I am happy that he is the therapist of (name of child). He is very supportive and always checks up on me.

I always look forward to therapy sessions because not only that (name of child) is learning but he cares for me as well. I can open up to him about my difficulties in taking care of (name of child).

Comparing parents’ and caregivers’ perception of relationship with each other

The prevalent theme in the parents’ narratives about their relationship with the caregivers revolves around their confidence in the knowledge and skills of the caregiver in taking care of the child. For caregivers, they perceive a good relationship when the parents are seen as helpful and reliable.

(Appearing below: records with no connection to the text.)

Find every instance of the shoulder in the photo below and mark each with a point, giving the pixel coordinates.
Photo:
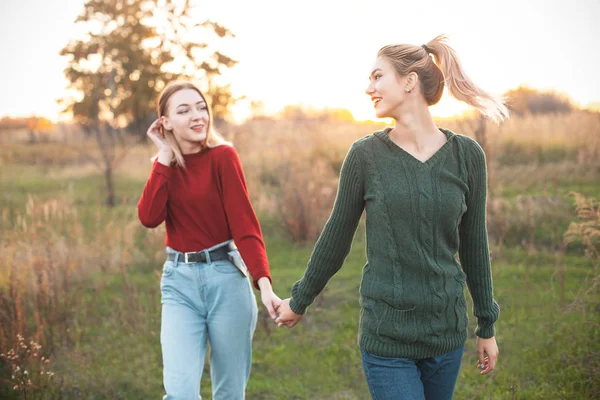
(364, 142)
(224, 152)
(471, 149)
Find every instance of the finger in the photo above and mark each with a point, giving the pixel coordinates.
(271, 311)
(492, 361)
(481, 355)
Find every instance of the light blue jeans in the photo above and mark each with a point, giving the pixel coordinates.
(206, 302)
(430, 378)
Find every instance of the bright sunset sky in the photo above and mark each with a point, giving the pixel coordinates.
(319, 53)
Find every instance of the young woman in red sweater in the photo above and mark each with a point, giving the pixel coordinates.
(197, 187)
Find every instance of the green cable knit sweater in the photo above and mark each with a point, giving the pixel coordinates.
(419, 216)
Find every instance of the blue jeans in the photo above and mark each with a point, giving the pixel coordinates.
(206, 302)
(431, 378)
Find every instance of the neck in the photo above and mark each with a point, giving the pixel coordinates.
(414, 125)
(189, 147)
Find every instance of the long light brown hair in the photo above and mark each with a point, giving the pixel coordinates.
(443, 69)
(213, 138)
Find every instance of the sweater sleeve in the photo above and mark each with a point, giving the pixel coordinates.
(152, 207)
(242, 221)
(335, 240)
(474, 251)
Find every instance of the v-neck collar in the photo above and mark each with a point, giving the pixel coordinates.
(384, 136)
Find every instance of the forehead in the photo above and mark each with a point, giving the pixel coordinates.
(381, 63)
(185, 96)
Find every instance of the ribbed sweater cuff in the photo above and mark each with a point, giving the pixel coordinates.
(298, 308)
(486, 331)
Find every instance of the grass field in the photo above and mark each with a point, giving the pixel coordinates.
(82, 280)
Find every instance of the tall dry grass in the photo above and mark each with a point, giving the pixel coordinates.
(292, 169)
(49, 258)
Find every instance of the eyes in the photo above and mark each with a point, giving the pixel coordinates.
(186, 110)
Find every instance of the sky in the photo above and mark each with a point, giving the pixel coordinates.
(319, 53)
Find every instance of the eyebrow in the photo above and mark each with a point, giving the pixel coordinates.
(200, 102)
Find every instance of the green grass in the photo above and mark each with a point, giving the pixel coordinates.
(546, 353)
(113, 348)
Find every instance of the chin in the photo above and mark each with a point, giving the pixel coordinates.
(380, 114)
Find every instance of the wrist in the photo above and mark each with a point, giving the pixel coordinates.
(165, 157)
(264, 284)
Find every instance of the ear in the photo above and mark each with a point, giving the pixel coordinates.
(166, 123)
(412, 79)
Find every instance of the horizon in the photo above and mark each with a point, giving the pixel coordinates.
(336, 56)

These themes were extracted from the following responses (translated in English):

Parent responses:

I can see that my child’s caregiver has the adequate knowledge and skills in taking care of and teaching my child.

I am confident in the way my child’s caregiver is taking care of my child.

It was very easy for me to build a good relationship with my child’s caregiver because she knows how to take care of my children.

Caregiver responses:

I don’t have problems with Mrs. (child’s mother) because I know I can count on her whenever I need help.

I know that I’m not alone in this… Mr. and Mrs. (child’s parents) are always there to help me and teach me.

I even consider myself lucky that I am working with a family who guides and helps me with my tasks.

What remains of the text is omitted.